Il 31 dicembre del 1999, un giorno che il mondo intero aveva gli occhi puntati altrove a causa del temuto millennium bug, Boris Eltsin fece un annuncio inaspettato. Con passo lento e tono contrito, il primo presidente democraticamente eletto della Russia chiese perdono per non essere riuscito a trascinare il paese verso un radioso futuro di progresso. Era tempo per lui di ritirarsi, lasciando l’incarico a una figura allora poco conosciuta: Vladimir Putin, sin lì coinvolto in vari ruoli governativi ma lontano dai riflettori.
Putin, un tempo funzionario del KGB, aveva assunto il ruolo di presidente ad interim già a settembre di quell’anno. Malgrado l’apparenza anonima, il suo ascenso al potere si rivelò rapido e determinato. Con una serie di mosse tattiche, consolidò la sua posizione eliminando coloro che inizialmente lo avevano supportato. Tra questi, spiccano il magnate Boris Berezovskij e l’oligarca Mikhail Khodorkovsky, il cui arresto e l’espropriazione dei suoi beni segnano un cambio di rotta lucidamente calcolato per irrobustire il nuovo corso politico.
Inizialmente, i leader mondiali accolsero con favore Putin, vedendolo come un alleato affidabile e un simbolo di stabilità. Il cancelliere tedesco Gerhard Schröder e molti altri lo considerarono un democratico senza macchie. All’inizio del nuovo millennio, Putin stesso parlava della Russia come parte integrante dell’Europa, avviando un dialogo di amicizia con i paesi occidentali.
Ma nel 2007, in un discorso alla Conferenza sulla sicurezza di Monaco di Baviera, la retorica mutò. Putin accusò esplicitamente l’Occidente di fomentare instabilità nei paesi post-sovietici come l’Ucraina e la Georgia, inaugurando una nuova fase di tensioni internazionali. Questa brusca virata trovò riscontri anche in atti concreti, come l’invasione della Georgia nel 2008.

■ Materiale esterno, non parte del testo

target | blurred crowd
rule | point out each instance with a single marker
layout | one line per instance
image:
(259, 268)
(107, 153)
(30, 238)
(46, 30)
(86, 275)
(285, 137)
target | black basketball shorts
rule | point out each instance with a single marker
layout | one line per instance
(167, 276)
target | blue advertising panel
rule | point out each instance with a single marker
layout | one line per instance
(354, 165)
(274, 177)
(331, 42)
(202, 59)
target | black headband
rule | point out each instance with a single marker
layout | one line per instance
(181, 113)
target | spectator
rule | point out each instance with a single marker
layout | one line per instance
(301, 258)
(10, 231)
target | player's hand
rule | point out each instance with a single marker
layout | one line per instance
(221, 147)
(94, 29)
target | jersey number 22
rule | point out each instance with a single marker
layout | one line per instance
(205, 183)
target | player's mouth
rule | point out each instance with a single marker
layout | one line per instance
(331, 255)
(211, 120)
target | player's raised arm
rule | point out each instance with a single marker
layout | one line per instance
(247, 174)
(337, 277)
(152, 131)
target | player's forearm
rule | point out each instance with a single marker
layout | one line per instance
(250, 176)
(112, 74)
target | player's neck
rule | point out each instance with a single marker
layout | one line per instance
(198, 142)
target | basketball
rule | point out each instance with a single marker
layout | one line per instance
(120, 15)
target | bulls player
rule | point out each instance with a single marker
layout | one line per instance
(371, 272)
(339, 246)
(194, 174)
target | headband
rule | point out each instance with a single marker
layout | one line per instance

L’Occidente, pur critico, mantenne comunque un misto di condanna e compromesso nei confronti di Mosca, spesso ignorando le ossessioni del Cremlino per il proprio territorio e la sicurezza dei confini. Putin, nel frattempo, continuava a godere di un ampio sostegno in Russia, nato dalla percezione di molti che egli fosse l’incarnazione stessa della grandezza nazionale perduta con il collasso dell’Urss.
Questo contesto influenza l’evolversi della situazione fino al conflitto attuale, con una Russia desiderosa di rivendicare la sua supremazia geopolitica. Nonostante le sanzioni e i moniti internazionali, l’opinione pubblica russa resta spesso compatta dietro la figura del presidente, percepito come simbolo di una rivincita storica.
Gleb Pavlovskij, ex consigliere di Putin, descriveva il presidente come la sintesi di un desiderio collettivo di un ritorno alla grandezza. La traiettoria intrapresa da Putin sembra inseparabile da quest’ambizione, ed è questo il nodo gordiano del suo lungo regno al Cremlino. Con il suo venticinquesimo anno al potere, il mondo osserva, cercando di capire se il leader russo riuscirà a compiere il suo obiettivo, oppure si troverà a fronteggiare un insuccesso che potrebbe redefinire gli equilibri del futuro globale.